Want to see how I put all the pieces of the puzzle together? Check out VMchooser’s github repositories!
Container platforms everywhere!
There are a lot of different container platforms out there. They all promise the world to you… My personal advice in this space is twofold ;
- Managed Platforms ; Some people see a Kubernetes platform as the next hyper-visor. Which till a given extent is actually true… That begin said, Kubernetes is a very complex thing. Really… And if we are being very blunt about this, there is -zero- business value in managing such a platform (unless you are a very specific ISV / cloud provider). Please do not manage your own container platform (either on IaaS or with things like OpenStack). Invest your time on the business side that actually delivers value to your organization!

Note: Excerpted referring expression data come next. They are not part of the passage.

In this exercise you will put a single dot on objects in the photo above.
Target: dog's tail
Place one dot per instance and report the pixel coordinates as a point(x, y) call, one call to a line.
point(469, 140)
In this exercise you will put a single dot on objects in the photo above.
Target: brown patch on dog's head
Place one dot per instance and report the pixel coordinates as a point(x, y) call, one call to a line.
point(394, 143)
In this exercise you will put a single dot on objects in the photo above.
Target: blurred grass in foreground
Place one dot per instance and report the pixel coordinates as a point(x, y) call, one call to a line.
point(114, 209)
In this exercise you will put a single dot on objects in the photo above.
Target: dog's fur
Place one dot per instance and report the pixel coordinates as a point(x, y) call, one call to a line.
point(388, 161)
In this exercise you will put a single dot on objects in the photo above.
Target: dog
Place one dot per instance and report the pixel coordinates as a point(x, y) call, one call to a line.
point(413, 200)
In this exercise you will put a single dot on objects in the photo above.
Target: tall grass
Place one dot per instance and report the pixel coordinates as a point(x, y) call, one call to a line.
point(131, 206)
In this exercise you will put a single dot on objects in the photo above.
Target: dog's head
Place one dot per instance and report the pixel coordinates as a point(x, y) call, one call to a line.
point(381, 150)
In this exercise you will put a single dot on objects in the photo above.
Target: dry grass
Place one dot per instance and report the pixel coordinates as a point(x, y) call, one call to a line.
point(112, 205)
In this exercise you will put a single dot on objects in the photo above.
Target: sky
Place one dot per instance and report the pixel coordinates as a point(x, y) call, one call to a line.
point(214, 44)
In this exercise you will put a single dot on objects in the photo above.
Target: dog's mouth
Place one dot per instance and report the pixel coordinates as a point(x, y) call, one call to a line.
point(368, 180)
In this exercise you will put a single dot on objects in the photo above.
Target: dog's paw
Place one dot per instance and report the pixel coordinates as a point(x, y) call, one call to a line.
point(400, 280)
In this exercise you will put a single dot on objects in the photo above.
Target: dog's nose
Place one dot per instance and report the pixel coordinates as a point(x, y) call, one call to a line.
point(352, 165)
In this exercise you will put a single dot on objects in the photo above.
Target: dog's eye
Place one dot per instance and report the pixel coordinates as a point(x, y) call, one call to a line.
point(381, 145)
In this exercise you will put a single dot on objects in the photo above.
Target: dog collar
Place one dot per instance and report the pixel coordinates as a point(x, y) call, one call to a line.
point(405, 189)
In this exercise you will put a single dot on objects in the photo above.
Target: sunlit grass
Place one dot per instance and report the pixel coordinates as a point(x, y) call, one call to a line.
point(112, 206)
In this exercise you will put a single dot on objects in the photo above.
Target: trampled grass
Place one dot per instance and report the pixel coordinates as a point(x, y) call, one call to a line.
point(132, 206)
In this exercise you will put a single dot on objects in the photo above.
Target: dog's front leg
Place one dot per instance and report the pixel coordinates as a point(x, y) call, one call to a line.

- Kubernetes Certified ; For those who experienced the Java J2EE times, this might sound very familiar… This also promised portability across platforms. Though one deviation from the common J2EE specification got you “locked-in” to that specific J2EE application server. The same logic applies to Kubernetes! Try to stay within the boundaries of the Kubernetes Certified distributions. Otherwise you will not have the full portability you would have hoped for.
Closing Thoughts
The migration project as -very- insightful for me. In essence when thinking about portability, you need to think about the TCO from a business side and consider the endpoint/interface dimension from a technical side. Do not underestimate the “invisible value” serverless brings to the table. It really helps you kick-start things without losing time to implement these common (across organizations/industries) traits. Where you might think that I was a bit harsh on the container side, it is a technology that has helps A LOT on the infrastructure side. It has become the default/common specification to package workloads and make them more portable. Containers have shown a way to tackle the whole premise of “It runs on my machine”. Which is awesome! My biggest advice in terms of containers, is to leverage a managed container platform.